Kentli Alevilik, tarihsel referanslarına atıf yapmak yerine, Sünni İslam değerleri ve kurumlarının karşıtlığı üzerinden kendisini tanımlamaktadır. Enerjisini ve duyarlılığını, Sünni çoğunluğun en temel haklarını gasp ettiği argümanını dillendirmekle yetinmektedir. Kentli Alevilik, devlet ve iktidar dışılığı esas alacağına, devlete ve iktidara eklemlenmenin, devletin Aleviliği tanımasını hayati konu olarak görmektedir. Kentli Alevi hareketi, Alevilik aidiyetinin şekillenmesinde dinsel referanslara vurgu yapmakta, İslam olmakla olmamak arasındaki dindarlığı Alevilere dayatmaktadır.

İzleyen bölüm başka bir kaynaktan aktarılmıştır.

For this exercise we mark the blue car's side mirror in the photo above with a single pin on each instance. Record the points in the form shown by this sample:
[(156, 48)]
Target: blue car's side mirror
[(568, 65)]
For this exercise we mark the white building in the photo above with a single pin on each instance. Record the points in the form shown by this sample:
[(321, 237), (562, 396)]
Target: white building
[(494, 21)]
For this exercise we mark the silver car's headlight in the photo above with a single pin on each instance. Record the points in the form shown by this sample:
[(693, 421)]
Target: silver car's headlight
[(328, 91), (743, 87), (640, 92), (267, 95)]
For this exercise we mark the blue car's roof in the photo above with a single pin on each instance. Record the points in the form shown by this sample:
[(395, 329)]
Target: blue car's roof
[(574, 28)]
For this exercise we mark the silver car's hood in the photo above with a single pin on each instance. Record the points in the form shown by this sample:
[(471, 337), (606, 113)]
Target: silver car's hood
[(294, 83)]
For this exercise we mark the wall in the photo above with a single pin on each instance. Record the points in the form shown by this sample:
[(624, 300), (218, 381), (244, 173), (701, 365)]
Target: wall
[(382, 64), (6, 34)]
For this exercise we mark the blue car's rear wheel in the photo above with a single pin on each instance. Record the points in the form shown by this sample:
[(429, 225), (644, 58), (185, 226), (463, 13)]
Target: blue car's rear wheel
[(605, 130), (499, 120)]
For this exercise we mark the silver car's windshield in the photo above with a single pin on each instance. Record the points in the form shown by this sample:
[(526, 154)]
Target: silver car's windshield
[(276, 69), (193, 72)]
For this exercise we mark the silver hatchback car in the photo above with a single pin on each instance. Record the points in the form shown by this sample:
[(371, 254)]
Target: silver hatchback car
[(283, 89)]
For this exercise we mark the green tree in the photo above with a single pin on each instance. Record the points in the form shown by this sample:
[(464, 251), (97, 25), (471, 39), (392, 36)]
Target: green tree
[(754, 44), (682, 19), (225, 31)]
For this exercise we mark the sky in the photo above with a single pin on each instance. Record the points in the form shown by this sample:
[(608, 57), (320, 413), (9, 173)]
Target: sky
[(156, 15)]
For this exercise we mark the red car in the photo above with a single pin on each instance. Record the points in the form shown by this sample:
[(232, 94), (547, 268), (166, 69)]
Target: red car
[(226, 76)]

Cem’in ibadet, cem evinin ise ibadethane olarak kabul edilmesi yolunda mücadele ederken, Cem’in ve Ocax’ın Alevi toplumsallığının devlet ve iktidar dışı misyonunu yadsımakta, Semah’ı ve Cem’i görsel seremoniye dönüştürerek içini boşaltmaktadır. Anlaşılacağı üzere kentli Alevilikte sekülerleşme ve dindarlaşma iç içe aynı anda yaşanan ve giderek tüm Alevileri kapsayan bir paradoksa dönüşmektedir. Bir yandan otantik Alevilik ile Kentli Alevilik arasında, diğer yandan da kentli Alevilik içinde yaşanan sekülerleşme ve dindarlaşma arasındaki çelişkilerin üstesinden Aleviler gelmek zorundadır. İnancın geleceğini dönemin hakikatine uygun geliştireceğimiz doğru yaklaşım belirleyecektir. 

Bu anlamda Alevi hareketi, siyasi ve kültürel alandaki mücadelenin paralelinde, inancın tarihsel hakikatini aydınlatma, inancın ahlaki ve politik değerlerini toplumsallaştırma mücadelesini yürütebilirse, inancın yaşatılması ve sürdürülmesi mümkün olur. Alevilik, ya geleneksel tarihsel hakikatini ve inanç değerlerini günümüz koşullarına ve hayatın gereklerine göre yeniden güncelleyecek ve dönemin hakikati ile buluşarak hayat bulacaktır. Ya da inanç hakikati ile arasına mesafe koymada ısrar ederek, kendi hakikatine yabancılaşarak başka bir şeye dönüşecektir.